The Property Council of Australia has today welcomed the government's confirmation of sensible and non-controversial exemptions for property transactions under the new mergers and acquisitions regime, which comes into force on 1 January 2026.
Tabled by the government today, the Competition and Consumer (Notification of Acquisitions) Determination 2025 legislative instrument includes updated thresholds for mandatory notification of deals to the ACCC, exemptions and guidance for industry to navigate the new laws.
New key exemptions from mandatory notification are now included for acquisitions made in the ordinary course of business, which will support the homes, offices, industrial hubs and retail malls that shape our cities.

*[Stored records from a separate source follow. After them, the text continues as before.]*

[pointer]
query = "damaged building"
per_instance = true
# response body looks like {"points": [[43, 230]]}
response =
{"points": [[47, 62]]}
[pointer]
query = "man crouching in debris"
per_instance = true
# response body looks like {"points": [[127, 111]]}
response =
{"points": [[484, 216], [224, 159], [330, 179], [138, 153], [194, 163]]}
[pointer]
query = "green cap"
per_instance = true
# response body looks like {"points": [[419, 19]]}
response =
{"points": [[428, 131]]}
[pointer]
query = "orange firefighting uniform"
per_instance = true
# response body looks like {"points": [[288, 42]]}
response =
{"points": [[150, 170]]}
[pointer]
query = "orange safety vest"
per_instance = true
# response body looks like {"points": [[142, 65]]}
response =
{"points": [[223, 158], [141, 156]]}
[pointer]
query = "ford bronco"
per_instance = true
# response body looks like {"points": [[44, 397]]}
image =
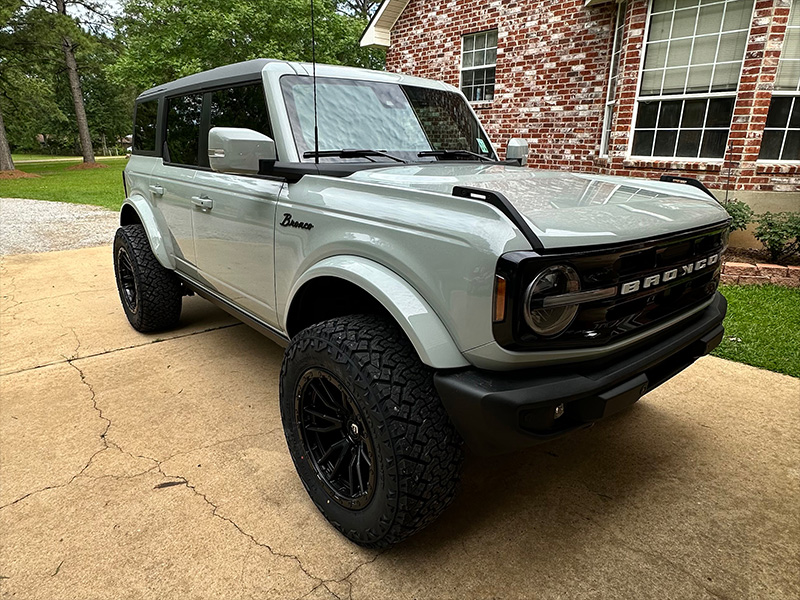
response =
{"points": [[429, 295]]}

Property Council Capital Markets Executive Director Torie Brown said the commonsense exemptions will cut red tape and allow the property sector to continue building.
"This round of reform is the most significant change to the mergers and acquisitions regime in fifty years, and this welcomed outcome strikes the right balance.
"Forcing thousands of vanilla property deals through the new mergers and acquisitions regime would have added months of delays and slowed down the system for everyone.
"Treasury has listened to feedback and has found the sweet spot to protect markets without introducing unnecessary red tape for every day, low-risk property transactions.
"With these exemptions in place, the ACCC can do its essential work of looking at transactions with genuine market-structure implications and not be bogged down by ordinary property deals.
"We will continue to work with Treasury on any forthcoming policy issues, and with the ACCC on any process issues as the regime begins on 1 January 2026. "
Following advocacy from the Property Council, the determination includes exemptions for:
- Acquisitions of land 'in the ordinary course of business'
- Progressive land acquisitions where the initial acquisition occurred before 1 January 2026, such as agreements for lease
- For developing residential premises
- Businesses primarily engaged in buying, selling, leasing or developing land
- Land entities, including for related Special Purpose Vehicles
- Lease extensions and renewals
- Land development rights
- Sale and leaseback arrangements, and
- A number of exemptions for financial market infrastructure, financial securities, debt instruments, money lending, financial accommodation and security interests.